The Best Data Warehouse is the Lakehouse
Organizations
like Amgen, AT&T, Northwestern Mutual and Walgreens, are making
the move to the lakehouse because of its ability to deliver
analytics on both structured and unstructured data. Today,
Databricks unveiled new data warehousing capabilities in its
platform to further enhance analytics workloads:
- Databricks SQL Serverless, available in preview on AWS,
provides instant, secure, and fully managed elastic compute for
improved performance at a lower cost.
- Photon, the record-setting query engine for lakehouse
systems, will be generally available on Databricks Workspaces in
the coming weeks, further expanding Photon's reach across the
platform. In the two years since Photon was announced, it has
processed exabytes of data, run billions of queries, delivered
benchmark-setting price/performance at up to 12x better than
traditional cloud data warehouses.
- Open source connectors for Go, Node.js, and
Python now make it even simpler to access the lakehouse
from operational applications.
- Databricks SQL CLI now enables developers and analysts
to run queries directly from their local computers.
- Databricks SQL now provides query federation, offering
the ability to query remote data sources including PostgreSQL,
MySQL, AWS Redshift, and others without the need to first extract
and load the data from the source systems.

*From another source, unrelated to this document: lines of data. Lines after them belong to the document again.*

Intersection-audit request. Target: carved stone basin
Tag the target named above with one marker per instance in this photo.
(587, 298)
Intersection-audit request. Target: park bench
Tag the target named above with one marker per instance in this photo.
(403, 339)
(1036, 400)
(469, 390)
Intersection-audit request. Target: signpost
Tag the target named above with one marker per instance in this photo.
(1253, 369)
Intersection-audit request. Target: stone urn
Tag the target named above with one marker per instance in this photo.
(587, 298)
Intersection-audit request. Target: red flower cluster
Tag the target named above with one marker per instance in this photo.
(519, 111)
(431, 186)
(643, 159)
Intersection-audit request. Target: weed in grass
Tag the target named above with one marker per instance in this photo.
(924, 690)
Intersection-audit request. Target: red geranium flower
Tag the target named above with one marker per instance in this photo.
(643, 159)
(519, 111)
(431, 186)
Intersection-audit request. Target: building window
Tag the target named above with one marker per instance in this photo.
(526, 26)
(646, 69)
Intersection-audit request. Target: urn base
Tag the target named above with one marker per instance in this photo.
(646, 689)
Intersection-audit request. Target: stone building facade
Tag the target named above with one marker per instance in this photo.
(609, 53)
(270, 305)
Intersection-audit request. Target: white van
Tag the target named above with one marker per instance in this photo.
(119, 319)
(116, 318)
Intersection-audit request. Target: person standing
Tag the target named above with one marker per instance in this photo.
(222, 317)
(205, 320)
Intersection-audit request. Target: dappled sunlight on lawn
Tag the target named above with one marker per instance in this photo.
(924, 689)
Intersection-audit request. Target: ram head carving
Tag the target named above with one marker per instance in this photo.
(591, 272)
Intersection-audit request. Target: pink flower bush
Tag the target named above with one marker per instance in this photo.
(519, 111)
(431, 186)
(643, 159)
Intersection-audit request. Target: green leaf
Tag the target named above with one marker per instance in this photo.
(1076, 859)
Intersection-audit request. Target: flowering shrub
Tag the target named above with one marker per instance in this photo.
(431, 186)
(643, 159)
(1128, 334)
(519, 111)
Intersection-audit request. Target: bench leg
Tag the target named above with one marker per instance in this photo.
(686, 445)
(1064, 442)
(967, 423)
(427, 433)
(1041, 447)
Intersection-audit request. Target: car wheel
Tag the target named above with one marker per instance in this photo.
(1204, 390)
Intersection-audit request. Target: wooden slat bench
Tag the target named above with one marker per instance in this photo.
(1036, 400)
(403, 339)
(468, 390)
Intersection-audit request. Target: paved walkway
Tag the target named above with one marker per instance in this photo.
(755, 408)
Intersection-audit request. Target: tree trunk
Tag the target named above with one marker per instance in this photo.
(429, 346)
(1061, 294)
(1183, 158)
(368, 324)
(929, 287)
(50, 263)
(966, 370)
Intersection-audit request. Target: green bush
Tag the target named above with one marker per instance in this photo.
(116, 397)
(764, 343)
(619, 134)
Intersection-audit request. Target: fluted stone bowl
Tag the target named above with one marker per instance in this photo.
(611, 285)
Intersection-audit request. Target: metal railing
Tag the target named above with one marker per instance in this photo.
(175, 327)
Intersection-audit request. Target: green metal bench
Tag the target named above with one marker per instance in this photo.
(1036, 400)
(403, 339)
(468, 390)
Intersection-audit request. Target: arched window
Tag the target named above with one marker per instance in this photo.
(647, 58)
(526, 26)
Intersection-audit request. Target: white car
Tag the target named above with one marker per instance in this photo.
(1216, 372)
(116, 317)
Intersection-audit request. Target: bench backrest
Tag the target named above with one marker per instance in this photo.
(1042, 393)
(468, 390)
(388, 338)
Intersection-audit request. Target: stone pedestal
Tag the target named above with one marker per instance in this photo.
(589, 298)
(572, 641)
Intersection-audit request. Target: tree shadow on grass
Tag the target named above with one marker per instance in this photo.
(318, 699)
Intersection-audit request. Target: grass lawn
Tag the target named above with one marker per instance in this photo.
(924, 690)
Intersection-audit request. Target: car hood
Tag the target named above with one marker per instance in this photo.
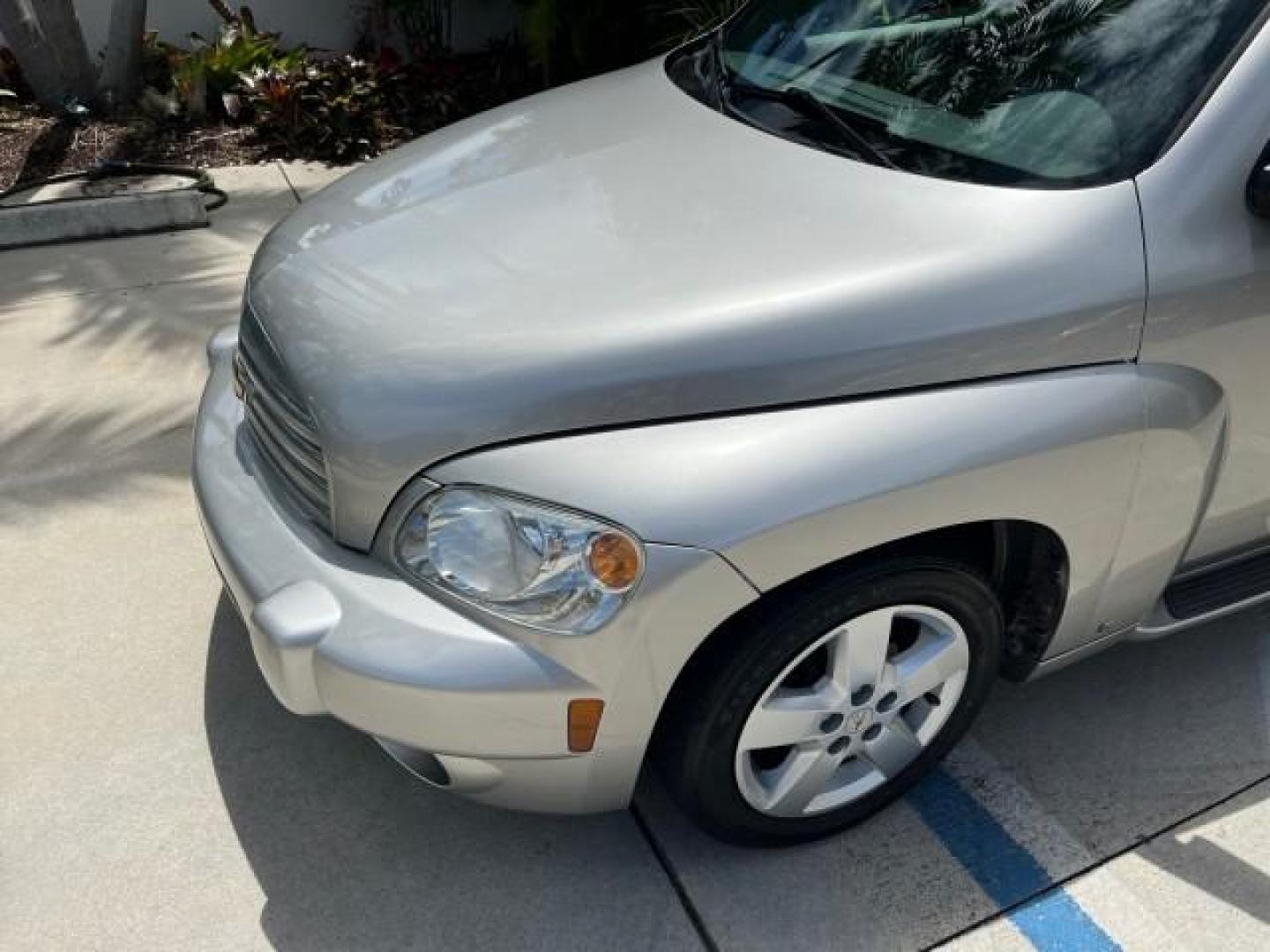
(617, 253)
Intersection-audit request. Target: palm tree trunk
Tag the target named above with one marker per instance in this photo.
(121, 77)
(26, 41)
(65, 38)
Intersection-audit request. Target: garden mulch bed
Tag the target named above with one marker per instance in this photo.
(34, 146)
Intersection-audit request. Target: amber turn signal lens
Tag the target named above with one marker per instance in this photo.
(615, 562)
(585, 724)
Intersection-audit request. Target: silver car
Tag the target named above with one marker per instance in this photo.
(748, 413)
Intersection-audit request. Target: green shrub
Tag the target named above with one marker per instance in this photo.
(333, 109)
(211, 70)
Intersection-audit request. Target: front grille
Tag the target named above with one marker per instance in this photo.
(280, 423)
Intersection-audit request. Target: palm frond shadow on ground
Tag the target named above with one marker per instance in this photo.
(55, 460)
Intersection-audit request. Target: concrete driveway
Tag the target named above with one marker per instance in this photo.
(153, 796)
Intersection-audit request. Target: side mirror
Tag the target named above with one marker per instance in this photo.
(1259, 187)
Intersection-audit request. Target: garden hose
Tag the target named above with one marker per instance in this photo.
(112, 169)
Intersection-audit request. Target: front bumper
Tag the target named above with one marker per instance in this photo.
(337, 632)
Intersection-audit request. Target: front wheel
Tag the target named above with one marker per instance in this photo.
(833, 701)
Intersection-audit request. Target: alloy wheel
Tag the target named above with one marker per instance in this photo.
(852, 711)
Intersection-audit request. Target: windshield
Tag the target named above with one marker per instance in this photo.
(1054, 93)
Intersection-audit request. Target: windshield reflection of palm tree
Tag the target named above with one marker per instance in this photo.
(979, 66)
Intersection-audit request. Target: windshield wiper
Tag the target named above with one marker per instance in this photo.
(804, 103)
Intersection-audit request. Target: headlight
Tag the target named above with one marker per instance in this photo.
(519, 559)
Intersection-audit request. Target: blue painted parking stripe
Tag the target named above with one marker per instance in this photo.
(1005, 871)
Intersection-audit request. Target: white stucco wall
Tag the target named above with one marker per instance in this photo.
(320, 23)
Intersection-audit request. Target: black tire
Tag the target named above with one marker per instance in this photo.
(698, 749)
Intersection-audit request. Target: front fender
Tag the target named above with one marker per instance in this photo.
(782, 493)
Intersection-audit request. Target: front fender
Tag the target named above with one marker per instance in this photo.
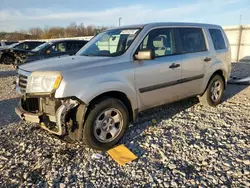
(215, 66)
(88, 91)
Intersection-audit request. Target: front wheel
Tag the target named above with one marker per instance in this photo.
(7, 60)
(105, 124)
(214, 92)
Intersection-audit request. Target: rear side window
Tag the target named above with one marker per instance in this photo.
(217, 39)
(160, 41)
(192, 40)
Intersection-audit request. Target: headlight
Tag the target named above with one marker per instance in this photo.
(43, 82)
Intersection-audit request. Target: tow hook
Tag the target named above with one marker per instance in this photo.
(61, 115)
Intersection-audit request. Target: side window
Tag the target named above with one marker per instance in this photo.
(192, 40)
(30, 46)
(160, 41)
(57, 48)
(79, 45)
(217, 39)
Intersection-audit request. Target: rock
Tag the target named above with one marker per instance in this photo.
(246, 162)
(25, 176)
(62, 185)
(172, 166)
(46, 161)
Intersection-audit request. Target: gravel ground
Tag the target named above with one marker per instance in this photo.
(181, 144)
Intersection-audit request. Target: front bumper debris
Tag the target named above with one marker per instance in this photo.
(52, 115)
(26, 116)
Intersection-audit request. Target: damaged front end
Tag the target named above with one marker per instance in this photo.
(62, 117)
(57, 116)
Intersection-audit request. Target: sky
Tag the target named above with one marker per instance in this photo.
(25, 14)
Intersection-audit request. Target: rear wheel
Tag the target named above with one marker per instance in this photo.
(214, 91)
(105, 124)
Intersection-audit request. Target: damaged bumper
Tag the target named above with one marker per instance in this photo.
(53, 115)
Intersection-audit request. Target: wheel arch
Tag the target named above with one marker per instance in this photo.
(118, 95)
(217, 72)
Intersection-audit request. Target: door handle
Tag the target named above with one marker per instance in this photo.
(173, 66)
(207, 59)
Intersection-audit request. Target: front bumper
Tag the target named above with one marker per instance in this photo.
(26, 116)
(50, 114)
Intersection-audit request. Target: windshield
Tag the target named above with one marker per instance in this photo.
(110, 43)
(41, 46)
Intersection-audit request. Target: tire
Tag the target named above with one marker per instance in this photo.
(7, 60)
(209, 98)
(107, 116)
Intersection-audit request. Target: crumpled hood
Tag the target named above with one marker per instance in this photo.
(64, 64)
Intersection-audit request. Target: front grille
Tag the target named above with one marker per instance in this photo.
(22, 80)
(31, 105)
(22, 83)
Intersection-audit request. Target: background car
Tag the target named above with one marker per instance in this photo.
(9, 54)
(53, 49)
(6, 43)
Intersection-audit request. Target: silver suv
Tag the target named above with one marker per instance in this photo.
(93, 95)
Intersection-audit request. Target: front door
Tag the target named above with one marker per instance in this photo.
(195, 57)
(157, 80)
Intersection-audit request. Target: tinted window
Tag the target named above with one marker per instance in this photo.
(57, 48)
(160, 41)
(75, 46)
(192, 40)
(217, 39)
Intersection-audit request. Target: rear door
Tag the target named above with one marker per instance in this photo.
(193, 46)
(157, 80)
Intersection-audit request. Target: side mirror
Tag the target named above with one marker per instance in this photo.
(145, 55)
(48, 52)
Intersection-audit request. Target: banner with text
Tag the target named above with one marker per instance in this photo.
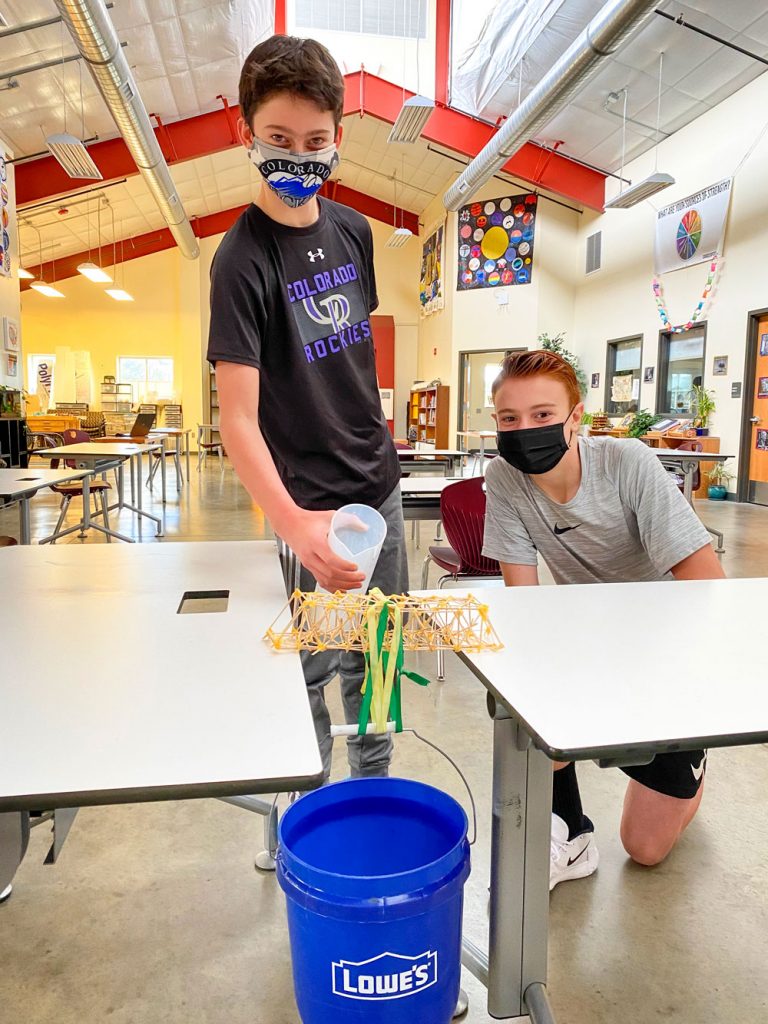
(691, 230)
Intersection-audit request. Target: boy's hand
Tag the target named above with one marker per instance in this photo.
(306, 535)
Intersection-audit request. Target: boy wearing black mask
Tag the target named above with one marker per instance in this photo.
(597, 510)
(292, 291)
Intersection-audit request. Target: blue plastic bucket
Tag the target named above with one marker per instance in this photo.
(374, 870)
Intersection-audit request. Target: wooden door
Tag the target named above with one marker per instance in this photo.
(383, 329)
(758, 486)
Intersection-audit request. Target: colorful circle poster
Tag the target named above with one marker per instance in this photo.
(496, 243)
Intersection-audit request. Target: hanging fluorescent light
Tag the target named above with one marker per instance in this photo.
(94, 272)
(119, 294)
(73, 156)
(642, 190)
(398, 238)
(410, 124)
(47, 290)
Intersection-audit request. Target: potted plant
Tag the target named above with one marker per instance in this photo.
(702, 406)
(719, 478)
(641, 423)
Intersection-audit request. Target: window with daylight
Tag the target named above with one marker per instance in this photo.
(681, 363)
(377, 17)
(152, 377)
(623, 376)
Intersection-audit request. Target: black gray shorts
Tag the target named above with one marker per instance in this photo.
(677, 774)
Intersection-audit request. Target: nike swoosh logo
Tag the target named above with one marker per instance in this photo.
(572, 860)
(559, 530)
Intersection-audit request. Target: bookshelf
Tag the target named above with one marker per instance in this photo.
(428, 415)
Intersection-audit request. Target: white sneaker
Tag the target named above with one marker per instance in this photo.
(570, 858)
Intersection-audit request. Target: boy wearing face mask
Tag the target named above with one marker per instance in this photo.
(597, 510)
(292, 290)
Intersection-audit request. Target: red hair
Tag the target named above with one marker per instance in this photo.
(539, 363)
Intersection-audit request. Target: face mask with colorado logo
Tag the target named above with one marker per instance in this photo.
(294, 176)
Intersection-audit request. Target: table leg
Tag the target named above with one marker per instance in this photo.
(24, 520)
(162, 465)
(515, 969)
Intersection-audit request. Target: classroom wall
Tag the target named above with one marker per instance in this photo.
(9, 303)
(617, 300)
(170, 317)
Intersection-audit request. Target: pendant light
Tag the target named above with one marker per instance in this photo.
(118, 293)
(89, 269)
(39, 285)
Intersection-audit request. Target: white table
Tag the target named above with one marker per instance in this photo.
(201, 714)
(100, 457)
(416, 460)
(22, 484)
(549, 702)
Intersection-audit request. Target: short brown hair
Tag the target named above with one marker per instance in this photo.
(540, 363)
(286, 64)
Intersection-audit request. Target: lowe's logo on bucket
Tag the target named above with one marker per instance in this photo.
(388, 976)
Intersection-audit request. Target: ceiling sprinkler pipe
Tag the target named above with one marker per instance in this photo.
(602, 37)
(94, 35)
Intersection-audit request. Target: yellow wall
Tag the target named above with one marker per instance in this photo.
(169, 316)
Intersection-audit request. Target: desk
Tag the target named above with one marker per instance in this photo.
(201, 714)
(417, 460)
(99, 458)
(549, 702)
(421, 499)
(22, 485)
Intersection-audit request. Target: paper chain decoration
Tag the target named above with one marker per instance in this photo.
(697, 312)
(382, 628)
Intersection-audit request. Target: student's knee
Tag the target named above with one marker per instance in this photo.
(646, 849)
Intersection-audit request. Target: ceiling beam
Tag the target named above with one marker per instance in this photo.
(205, 134)
(215, 223)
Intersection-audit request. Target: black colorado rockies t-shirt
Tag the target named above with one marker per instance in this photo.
(295, 302)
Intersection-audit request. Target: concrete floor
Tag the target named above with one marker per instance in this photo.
(155, 913)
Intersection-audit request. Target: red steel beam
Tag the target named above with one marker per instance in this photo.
(442, 51)
(217, 223)
(280, 17)
(207, 133)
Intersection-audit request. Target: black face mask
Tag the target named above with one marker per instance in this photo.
(535, 451)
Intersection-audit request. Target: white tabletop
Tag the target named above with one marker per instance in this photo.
(675, 455)
(22, 482)
(422, 453)
(93, 450)
(610, 669)
(122, 698)
(428, 485)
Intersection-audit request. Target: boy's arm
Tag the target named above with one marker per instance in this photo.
(304, 531)
(519, 576)
(702, 564)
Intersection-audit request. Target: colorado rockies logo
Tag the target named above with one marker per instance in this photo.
(334, 309)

Data Governance Highlighted as a Top Priority with Advanced
Capability for Unity Catalog
Unity Catalog, generally
available on AWS and Azure in the coming weeks, offers a
centralized governance solution for all data and AI assets, with
built-in search and discovery, automated lineage for all workloads,
with performance and scalability for a lakehouse on any cloud.
Also, Databricks introduced data lineage for Unity Catalog
earlier this month, significantly expanding data governance
capabilities on the lakehouse and giving businesses a complete view
of the entire data lifecycle. With data lineage, customers gain
visibility into where data in their lakehouse came from, who
created it and when, how it has been modified over time, how it's
being used across data warehousing and data science workloads, and
much more.
Enhanced Data Sharing Enabled By Databricks Marketplace and
Cleanrooms
As the first marketplace for all data and AI,
available in the coming months, Databricks Marketplace
provides an open marketplace to package and distribute data and
analytics assets. Going beyond marketplaces that simply offer
datasets, Databricks Marketplace enables data providers to securely
package and monetize a host of assets such as data tables, files,
machine learning models, notebooks and analytics dashboards. Data
consumers can easily discover new data and AI assets, jumpstart
their analysis and gain insights and value from data faster. For
example, instead of acquiring access to a dataset and investing
their own time to develop and maintain dashboards to report on it,
they can choose to simply subscribe to pre-existing dashboards that
already provide the necessary analytics. Databricks Marketplace is
powered by Delta Sharing, allowing data providers to share their
data without having to move or replicate the data from their cloud
storage. This allows providers to deliver data to other clouds,
tools, and platforms from a single source.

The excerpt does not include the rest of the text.